Coeur d'Alene has agreed to purchase 10,750,000 Units of Northair at a price of $0.28 per Unit for gross proceeds of $3,010,000. Each Unit shall be comprised of one common share and one half warrant. Each full warrant will entitle the holder to acquire one common share of Northair at a price of $0.40 for a period of 18 months immediately following the closing date. The warrants will be subjected to an accelerated exercise provision if the share price of Northair closes at or above $0.85 for 10 or more consecutive trading days.
"This significant equity investment by Coeur d'Alene, one of North America's largest primary silver producers, is a strong technical endorsement of Northair's La Cigarra Project," said Fred Hewett, President and CEO of Northair. "Despite the turbulent financial markets, this is a very exciting time for the Company as we aggressively advance this new mineral discovery in the historic Parral silver district in central Mexico. Northair will provide shareholders with regular updates as we approach the publication of La Cigarra's initial resource calculation scheduled for this fall."

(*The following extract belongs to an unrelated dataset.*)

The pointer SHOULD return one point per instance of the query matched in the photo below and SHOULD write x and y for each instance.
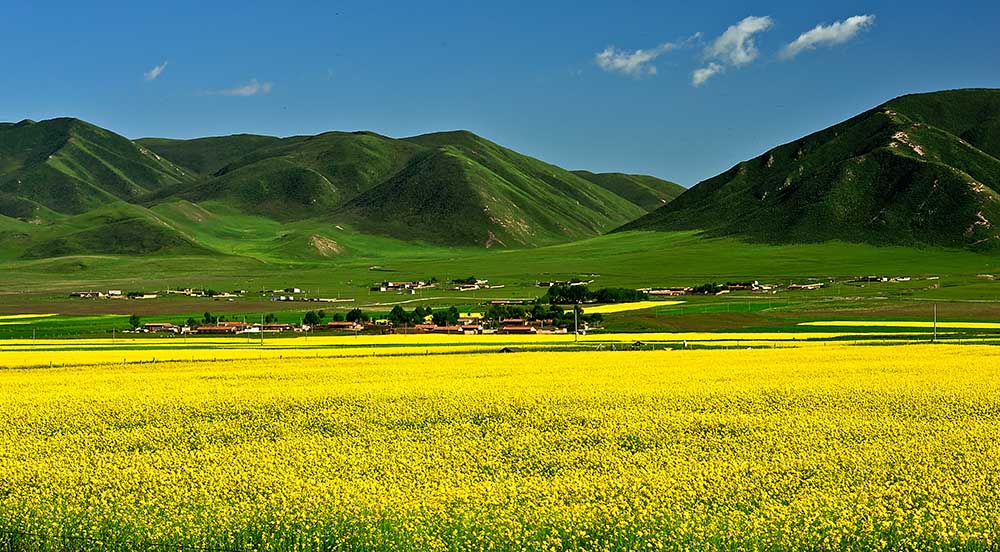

The Company is also arranging a non-brokered private placement for a minimum of $1 million consisting of a minimum of 3,571,429 Units with the same terms and conditions as the Coeur d'Alene financing outlined above in this press release.
Northair will pay a finder's fee in both private placements in cash or shares, at the election of the Company, of up to 7% of the proceeds raised or the number of Units sold, respectively, through the efforts of the finder. The finder or finders may also receive finder's warrants (the "Finder's Warrants") equal to 7% of the Units placed by the finder. The Finder's Warrants will have the same terms as the warrants forming part of the Units.
The net proceeds of both private placements will be used to further the Company's exploration projects and for general corporate purposes. Both share offerings are subject to, among other things, receipt by Northair of all necessary regulatory approvals, including the approval of the TSX Venture Exchange and a hold period of four months for all securities in the private placements.
About International Northair Mines Ltd.
Northair is a mineral exploration company engaged in the acquisition and development of gold and silver properties in Mexico. The Company has successfully staked and acquired a number of early stage projects that offer opportunities for significant discoveries. The Company is currently drilling its La Cigarra and Sierra Rosario projects in Mexico, and is scheduled to complete an initial resource calculation at La Cigarra by the end of Q3 2012. A third project in Mexico, the El Reventon silver project, is currently optioned to Focus Ventures Ltd, who is committed to spend a minimum of USD$250,000 by April 2013.
ON BEHALF OF THE BOARD,
INTERNATIONAL NORTHAIR MINES LTD.
Fred G. Hewett, P.Eng., President & CEO
This news release may contain forward looking statements which are not historical facts, such as ore reserve estimates, anticipated production or results, sales, revenues, costs, or discussions of goals and exploration results, and involves a number of risks and uncertainties that could cause actual results to differ materially from those projected. These risks and uncertainties include, but are not limited to, metal price volatility, volatility of metals production, project development, ore reserve estimates, future anticipated reserves and cost engineering estimate risks, geological factors and exploration results. See Northair's filings for a more detailed discussion of factors that may impact expected results.
This news release does not constitute an offer to sell or solicitation of an offer to sell any securities in the United States. The securities have not been and will not be registered under the United States Securities Act of 1933, as amended (the "U.S. Securities Act") or any state securities laws and may not be offered or sold within the United States or to U.S. Persons unless registered under the U.S. Securities Act and applicable state securities laws or an exemption from such registration is available.Neither TSX Venture Exchange nor its Regulation Services Provider (as that term is defined in the policies of the TSX Venture Exchange) accepts responsibility for the adequacy or accuracy of this news release.